You look at New York, and people actually live in North Carolina and come into the city just once a month. That’s going to start happening here.
With condos going for an average of $358,287 in the Durham Region, $439,141 in Peel, and $459,420 in Halton in 2019, these could very well be the next focal points of growth in the GTA.
Building A Better Future
There’s no doubt that Toronto is seeing a lot of development. Toronto currently has the highest numbers of cranes in North America, so it is making an effort to accommodate the high demand for people who want to live in the city. While the development in the downtown core is the most dramatic, there are other areas seeing significant intensification like Yonge & Eglinton, Yonge & Sheppard, and Vaughan, but there are still ways to improve.
The city needs to make transit extensions and maintenance a bigger priority. The effects of delayed subways construction can be felt across the city. The Finch West LRT Project serves as an important example of why transit extensions are so important to a growing city. Its delay in construction has created significant gridlock in the area, and at 49,000 daily riders, its bus route is the busiest in the city.

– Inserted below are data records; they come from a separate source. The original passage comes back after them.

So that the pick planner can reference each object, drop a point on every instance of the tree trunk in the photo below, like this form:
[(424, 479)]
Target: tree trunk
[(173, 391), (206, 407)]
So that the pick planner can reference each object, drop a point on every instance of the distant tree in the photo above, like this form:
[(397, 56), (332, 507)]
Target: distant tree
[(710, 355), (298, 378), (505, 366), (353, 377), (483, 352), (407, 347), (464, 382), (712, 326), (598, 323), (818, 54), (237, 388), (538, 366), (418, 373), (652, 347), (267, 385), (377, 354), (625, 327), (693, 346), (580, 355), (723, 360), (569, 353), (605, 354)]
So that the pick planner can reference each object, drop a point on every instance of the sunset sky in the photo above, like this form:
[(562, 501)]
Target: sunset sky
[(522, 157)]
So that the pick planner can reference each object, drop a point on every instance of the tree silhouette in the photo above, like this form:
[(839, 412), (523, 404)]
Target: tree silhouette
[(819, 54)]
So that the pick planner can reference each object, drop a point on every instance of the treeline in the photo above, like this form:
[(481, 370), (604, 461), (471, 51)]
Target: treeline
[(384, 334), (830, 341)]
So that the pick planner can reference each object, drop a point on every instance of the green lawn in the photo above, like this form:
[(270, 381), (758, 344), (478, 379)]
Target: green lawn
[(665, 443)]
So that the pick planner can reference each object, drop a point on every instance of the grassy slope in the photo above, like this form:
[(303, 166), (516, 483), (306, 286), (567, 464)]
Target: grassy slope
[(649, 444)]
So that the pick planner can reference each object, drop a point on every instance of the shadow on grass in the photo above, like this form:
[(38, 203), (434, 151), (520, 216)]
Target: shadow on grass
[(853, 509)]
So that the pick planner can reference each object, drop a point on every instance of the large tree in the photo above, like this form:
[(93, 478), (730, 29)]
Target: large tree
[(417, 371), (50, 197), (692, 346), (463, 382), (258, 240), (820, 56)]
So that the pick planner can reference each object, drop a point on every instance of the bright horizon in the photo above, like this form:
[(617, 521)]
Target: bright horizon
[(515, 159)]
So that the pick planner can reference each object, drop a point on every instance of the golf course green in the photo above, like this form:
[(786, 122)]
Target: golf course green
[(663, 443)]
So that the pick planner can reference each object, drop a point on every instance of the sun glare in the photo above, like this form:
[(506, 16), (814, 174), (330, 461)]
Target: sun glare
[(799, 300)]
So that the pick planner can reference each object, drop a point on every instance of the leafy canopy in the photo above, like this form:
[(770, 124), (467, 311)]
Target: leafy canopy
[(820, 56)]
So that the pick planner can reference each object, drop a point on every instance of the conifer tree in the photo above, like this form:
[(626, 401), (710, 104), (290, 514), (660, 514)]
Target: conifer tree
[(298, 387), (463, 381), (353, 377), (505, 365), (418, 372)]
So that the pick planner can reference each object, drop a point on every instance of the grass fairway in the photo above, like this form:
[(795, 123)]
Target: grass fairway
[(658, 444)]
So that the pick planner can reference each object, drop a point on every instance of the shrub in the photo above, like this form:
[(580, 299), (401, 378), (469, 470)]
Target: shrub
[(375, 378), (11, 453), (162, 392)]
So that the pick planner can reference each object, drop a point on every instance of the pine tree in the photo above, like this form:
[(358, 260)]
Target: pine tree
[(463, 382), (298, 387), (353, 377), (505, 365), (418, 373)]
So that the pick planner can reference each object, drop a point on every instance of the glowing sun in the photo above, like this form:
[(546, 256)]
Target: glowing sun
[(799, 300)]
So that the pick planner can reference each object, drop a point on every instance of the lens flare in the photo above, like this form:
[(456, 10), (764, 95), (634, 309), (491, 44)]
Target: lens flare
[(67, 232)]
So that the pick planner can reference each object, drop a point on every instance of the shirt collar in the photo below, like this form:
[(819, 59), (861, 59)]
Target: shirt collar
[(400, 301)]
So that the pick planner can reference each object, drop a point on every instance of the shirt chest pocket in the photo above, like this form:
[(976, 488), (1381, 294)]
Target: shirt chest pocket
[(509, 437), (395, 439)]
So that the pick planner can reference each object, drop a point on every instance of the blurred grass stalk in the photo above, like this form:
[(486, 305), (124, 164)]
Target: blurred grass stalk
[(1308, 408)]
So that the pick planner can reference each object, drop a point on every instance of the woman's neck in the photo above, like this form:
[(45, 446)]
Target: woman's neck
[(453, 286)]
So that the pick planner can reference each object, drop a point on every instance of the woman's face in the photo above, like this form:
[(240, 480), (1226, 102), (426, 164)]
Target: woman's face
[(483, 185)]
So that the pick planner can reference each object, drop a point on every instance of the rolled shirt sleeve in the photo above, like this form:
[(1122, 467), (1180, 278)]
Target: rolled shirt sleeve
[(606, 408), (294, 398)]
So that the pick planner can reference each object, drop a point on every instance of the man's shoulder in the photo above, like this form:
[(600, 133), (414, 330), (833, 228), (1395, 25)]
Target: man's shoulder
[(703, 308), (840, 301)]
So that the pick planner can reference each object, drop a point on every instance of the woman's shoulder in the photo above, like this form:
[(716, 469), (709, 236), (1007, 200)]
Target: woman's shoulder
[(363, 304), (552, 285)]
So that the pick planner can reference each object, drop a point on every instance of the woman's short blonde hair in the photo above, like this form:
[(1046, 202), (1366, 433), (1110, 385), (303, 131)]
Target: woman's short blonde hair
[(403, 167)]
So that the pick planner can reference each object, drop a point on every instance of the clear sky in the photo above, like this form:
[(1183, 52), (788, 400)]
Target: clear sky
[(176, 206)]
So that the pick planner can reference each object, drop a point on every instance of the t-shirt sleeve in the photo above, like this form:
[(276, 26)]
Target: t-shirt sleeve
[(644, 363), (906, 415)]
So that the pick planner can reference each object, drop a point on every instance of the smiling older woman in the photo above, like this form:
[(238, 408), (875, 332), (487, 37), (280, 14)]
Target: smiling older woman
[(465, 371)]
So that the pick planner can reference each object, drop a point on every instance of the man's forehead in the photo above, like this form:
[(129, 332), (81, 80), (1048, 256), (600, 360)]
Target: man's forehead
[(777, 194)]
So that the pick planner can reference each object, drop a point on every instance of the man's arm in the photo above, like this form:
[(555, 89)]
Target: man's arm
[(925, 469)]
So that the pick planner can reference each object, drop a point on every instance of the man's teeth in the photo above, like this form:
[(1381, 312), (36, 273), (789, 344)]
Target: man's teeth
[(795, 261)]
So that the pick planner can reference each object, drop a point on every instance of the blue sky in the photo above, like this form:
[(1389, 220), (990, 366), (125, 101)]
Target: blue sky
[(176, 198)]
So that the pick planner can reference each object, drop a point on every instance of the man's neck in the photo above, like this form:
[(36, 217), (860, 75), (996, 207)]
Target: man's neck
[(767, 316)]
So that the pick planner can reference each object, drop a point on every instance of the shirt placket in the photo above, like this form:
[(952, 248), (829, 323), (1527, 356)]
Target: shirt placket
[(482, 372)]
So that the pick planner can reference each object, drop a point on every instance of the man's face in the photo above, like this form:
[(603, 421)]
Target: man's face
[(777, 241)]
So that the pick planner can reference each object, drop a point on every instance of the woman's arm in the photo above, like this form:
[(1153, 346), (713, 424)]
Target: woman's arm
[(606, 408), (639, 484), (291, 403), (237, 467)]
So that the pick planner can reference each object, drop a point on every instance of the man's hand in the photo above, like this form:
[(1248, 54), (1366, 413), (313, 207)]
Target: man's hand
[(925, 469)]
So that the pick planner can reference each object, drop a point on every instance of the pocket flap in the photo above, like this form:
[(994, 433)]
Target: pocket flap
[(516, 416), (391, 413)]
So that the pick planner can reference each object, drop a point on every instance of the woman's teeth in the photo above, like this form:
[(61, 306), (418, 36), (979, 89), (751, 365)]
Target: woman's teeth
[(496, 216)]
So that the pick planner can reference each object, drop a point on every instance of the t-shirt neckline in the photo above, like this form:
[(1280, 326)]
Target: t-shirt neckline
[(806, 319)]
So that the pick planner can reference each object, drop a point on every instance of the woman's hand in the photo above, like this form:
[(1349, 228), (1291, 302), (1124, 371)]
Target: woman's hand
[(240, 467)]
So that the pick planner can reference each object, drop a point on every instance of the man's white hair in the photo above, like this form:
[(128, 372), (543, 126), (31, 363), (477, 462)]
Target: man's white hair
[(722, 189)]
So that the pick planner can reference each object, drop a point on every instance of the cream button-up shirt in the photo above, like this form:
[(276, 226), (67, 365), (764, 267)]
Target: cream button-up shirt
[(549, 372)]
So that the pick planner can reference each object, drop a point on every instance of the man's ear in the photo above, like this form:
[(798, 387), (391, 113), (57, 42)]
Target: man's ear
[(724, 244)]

Richard Silver also points out that it may up to developers to make the hard choice and begin building units that aren’t necessarily an easy sell.
For a long time, developers have tried to move the easy smaller project, but they’re forgetting seniors and families. Seniors do want to downsize, but not into 500 square foot units. They’re looking for 1500 square foot condos where they can be comfortable.
He also considers the shifting realities of starting a family in the city.
Toronto has been one of these places where when you were single, you lived in a small condo and you move to a house once you start a family, but that’s changing. People are now focused on their family rather than their living arrangements.
Larger, three bedroom units could be the perfect solution for families interested in living in urban environments.
Only a few years ago, condos were a small fraction of the real estate market, but now they make up the majority of new housing in Toronto. It’s also important to note that condos’ price per square foot has steadily climbed while the freehold homes' price per square foot has stagnated.
Furthermore, there are more purpose-built rental developments coming to the city. These are large developments that are building units that have no intention to be sold. This could go on to increase the city’s population capacity too.
Together with the focus on community development, creating larger units seems to make a lot of sense. It would provide a new way of urban living that would create integrated and diverse communities that would come together to thrive. If transit is sufficiently improved in coming years, Toronto has the potential to become a massive and dynamic city, and probably the best place in the world to live.